直到看到自家姐姐,她的心方才有了些许安定之感……
看着那威风凛凛、脊骨如青松一般的女子,盯着她眉眼间与沈简的几分相似,那些沈琼以往不曾在意的隐匿的细枝末节一下子清晰了起来。
她记得那个时候……
好像是昭平十六年的冬月——
当时的太子姜玉煊正是适婚的年纪,他是自己和薛凛看着长大的,温和守礼,一副君子模样。
最关键的是和望宁年岁相差无几,也算青梅竹马。
彼时的望宁也出落成了一副大人模样,即使是带着面纱,那眉眼间与敬国第一美人薛凛的五分相似便是遮也遮不住。
偏生那年冬月我朝在边境又与敬国打得正酣,皇帝派皇子姜衍去稳定军心,竟也还是连连败退。
倒像是敬国将领早就知道我朝的用兵之策一般。
于是朝中、民间对于薛凛这位陪着皇帝一路从敬国之子爬到九五至尊之位的智多星都有着不好的揣测。
“皇帝要对臣动手了。”
沈琼到现在也忘不了那日太傅薛凛假借望宁功课不好与她相约时说得话。
“怎么可能?”
沈家倒台后,她带着望宁在宫中无依无靠,多亏薛凛暗中帮衬,她这个被自家爹爹与姐姐保护的极好的天真官家千金才能在这深宫里安然活下来。
更何况他与姐姐……
沈琼心里早就把薛凛当作自己的姐夫看待,如今听他猛然这般讲心中自是又惊又急。
薛凛并没有回话,隔着菱花状的屏风静静看向内室里正乖乖检查自己的课业有何错处的望宁。
定定地,一动不动地,宛若入定老僧。
沈琼原本看向他的目光微微垂了下来,仿佛是不敢与他对视一般。
贵妃娘娘心中闪过几丝愧疚。
若非她姐姐以己肩担起了沈家的兴衰,为了家族不肯涉及皇子夺嫡的事件之中——
他们二人本该是一对神仙眷侣的。
望宁也不至于有父却认不得。
说到底,是她的错。
姐姐明明说过——再守十年边疆,等到我朝这一批好苗子长成新将军,她就放权归隐。
找个山好水好的地方,结个草庐,日出而作,日落而息,夏赏荷花冬赏雪……
沈琼修剪得当的指甲嵌入肉里,在掌心留下几个深红色的月牙。
是她,是她被那自以为的深情蒙了眼,非要嫁给皇帝,才把阿姐拉到这个漩涡里,让她抽不了身,最后命丧战场。
在宫里数十载,失去了家族、长姐庇护的宜贵妃其实早就意识到了自己年轻时的愚蠢。
但是家族已亡,长姐已逝,她向来是个没出息,只会躲在长姐身后的。
虽有个唬人的“艳绝六宫”的宠妃名声,可也是如履薄冰,拼尽全力,也只堪堪护住望宁而已。
“对不起啊……”
沈琼声音沙哑,似有哭腔,她低着头,不敢看薛凛满头的白发。
阿姐战死的消息传回帝都之后,她昏了三天,再醒来,这第一美人薛凛、薛太傅一夜白头的事情就已经传遍了帝都。
帝都的风言风语传了几个月,关于善于占卜的薛太傅的一夜白头是祥瑞、是凶兆,争论几千遍也未曾有个定论。

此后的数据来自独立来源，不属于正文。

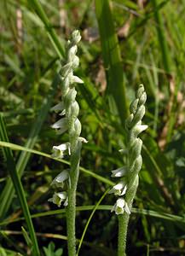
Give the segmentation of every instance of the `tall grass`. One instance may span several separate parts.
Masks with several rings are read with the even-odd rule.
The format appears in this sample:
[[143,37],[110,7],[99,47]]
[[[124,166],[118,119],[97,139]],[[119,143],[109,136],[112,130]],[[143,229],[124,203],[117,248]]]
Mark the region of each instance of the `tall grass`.
[[50,155],[57,141],[49,127],[55,114],[49,111],[61,97],[58,76],[53,78],[65,56],[63,42],[79,29],[77,74],[84,84],[78,88],[78,102],[82,136],[89,143],[81,152],[77,191],[78,255],[117,253],[118,223],[110,213],[114,198],[106,192],[115,185],[110,171],[125,160],[119,149],[126,149],[128,102],[141,83],[147,94],[149,128],[142,136],[143,165],[127,255],[183,255],[184,1],[3,0],[0,9],[0,111],[9,140],[0,146],[2,152],[14,151],[10,169],[21,178],[32,212],[23,212],[21,184],[16,182],[19,194],[1,152],[0,253],[28,255],[29,238],[37,253],[32,218],[41,253],[56,254],[62,247],[67,255],[66,211],[48,198],[50,183],[70,161]]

旁人不知为何,但沈琼却是能明白个七八分,剩下的两三分猜也能猜个大概了。
因而这些年她也都是尽可能的躲着薛凛。
虽然共同操心着望宁的事情,二人如今天这般,面对面的长谈竟是头一回。
“其实当年阿姐……”
“臣明白的。”
事已至此,薛凛不愿多言,缓缓出声打断了她。
他和沈琼一样的年纪,敬国高门望族的出身,年少便有天才之名,独具慧眼,陪着陛下从质子登上皇位,有着一副英俊皮囊。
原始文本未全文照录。